Simon Senn et l'île d'Elle – du clown au clône

Relié à la longue tradition théâtrale – celle de la confrontation en scène du comédien avec un pantin, double inerte de lui-même –  Simon Senn rapproche l’acteur vivant d'une figure inerte aux mouvements étrangement humains. Il rappelle que le théâtre est un espace intermédiaire entre la vie – vie intérieure et vie de la cité – et les mondes invisibles.

Quant à l’acteur il est le médiateur entre les deux. Dans ce but  l'auteur, basé à Genève, achète la réplique digitale d'Arielle F. sur le site 3dscanstore.com pour 10 dollars et ma licence m'offre une quasi-totale liberté avec celle-ci, ajoute-t-il.

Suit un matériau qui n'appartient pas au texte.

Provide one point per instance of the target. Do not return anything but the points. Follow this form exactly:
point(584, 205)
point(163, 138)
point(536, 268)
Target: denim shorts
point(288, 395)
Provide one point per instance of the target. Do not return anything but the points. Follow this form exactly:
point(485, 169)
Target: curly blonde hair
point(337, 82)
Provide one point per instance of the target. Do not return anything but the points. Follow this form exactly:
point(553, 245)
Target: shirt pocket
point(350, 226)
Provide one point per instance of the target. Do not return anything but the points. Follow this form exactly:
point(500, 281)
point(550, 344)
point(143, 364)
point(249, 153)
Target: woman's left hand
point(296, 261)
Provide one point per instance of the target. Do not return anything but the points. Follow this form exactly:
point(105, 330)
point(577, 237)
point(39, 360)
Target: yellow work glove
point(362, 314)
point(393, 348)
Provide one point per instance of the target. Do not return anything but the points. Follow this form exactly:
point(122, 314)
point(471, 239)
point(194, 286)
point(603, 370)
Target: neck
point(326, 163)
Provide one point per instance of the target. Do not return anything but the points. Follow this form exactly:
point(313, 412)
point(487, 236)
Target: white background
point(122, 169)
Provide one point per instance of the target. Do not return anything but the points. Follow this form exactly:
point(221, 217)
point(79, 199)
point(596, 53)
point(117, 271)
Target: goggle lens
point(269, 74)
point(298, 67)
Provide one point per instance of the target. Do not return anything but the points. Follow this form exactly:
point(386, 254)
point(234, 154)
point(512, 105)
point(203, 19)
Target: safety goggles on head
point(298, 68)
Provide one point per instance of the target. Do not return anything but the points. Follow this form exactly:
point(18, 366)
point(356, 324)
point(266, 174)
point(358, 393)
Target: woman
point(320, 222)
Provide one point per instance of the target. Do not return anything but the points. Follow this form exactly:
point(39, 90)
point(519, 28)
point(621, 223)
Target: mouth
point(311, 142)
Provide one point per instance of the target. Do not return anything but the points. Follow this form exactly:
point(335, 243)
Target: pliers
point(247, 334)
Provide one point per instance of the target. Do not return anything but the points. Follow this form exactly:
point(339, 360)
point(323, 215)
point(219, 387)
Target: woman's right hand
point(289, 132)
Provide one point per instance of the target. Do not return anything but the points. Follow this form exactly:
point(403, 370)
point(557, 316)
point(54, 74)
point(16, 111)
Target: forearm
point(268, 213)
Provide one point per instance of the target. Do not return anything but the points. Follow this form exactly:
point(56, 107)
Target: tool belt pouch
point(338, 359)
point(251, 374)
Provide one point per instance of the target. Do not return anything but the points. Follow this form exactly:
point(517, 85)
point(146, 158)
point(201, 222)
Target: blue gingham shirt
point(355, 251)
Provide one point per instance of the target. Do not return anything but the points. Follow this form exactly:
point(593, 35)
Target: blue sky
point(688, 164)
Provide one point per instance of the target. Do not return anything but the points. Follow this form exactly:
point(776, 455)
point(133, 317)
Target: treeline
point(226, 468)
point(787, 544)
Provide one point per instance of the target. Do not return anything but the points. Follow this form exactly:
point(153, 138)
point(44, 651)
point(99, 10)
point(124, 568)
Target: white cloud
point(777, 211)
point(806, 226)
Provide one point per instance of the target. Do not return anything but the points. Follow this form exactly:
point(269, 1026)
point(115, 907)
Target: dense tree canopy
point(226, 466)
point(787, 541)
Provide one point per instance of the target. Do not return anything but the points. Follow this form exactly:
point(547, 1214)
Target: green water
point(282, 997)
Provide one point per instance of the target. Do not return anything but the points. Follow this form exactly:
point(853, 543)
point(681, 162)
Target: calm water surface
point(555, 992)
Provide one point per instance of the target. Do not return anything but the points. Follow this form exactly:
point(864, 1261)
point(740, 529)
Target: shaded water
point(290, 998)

Il utilise ce double virtuel, rentre dans sa peau et en scène avec en préambule l'injonction de Shakespeare dans La Tempête :
Ses os sont devenus corail / Perles sont ses yeux /Rien de lui ne disparaîtra / Mais il est changé / En quelque chose de beau et d’étrange.
Dès lors non seulement une transfiguration a lieu mais se déploie toute une réflexion sur l'image et ce qui en découle.

Le double ne sera pas considéré comme une machine à faire du fric mais un spectacle. Simon Senn s'en sert pour  un seul en scène. Son visage est projeté sur un grand écran  recouvert d’un masque numérique aux traits féminins. Il s'ébroue ainsi et parfois va redevenir lui-même. Il raconte son histoire, sa rencontre avec Arielle et décrit même les étapes du paramétrage de son pantin numérique.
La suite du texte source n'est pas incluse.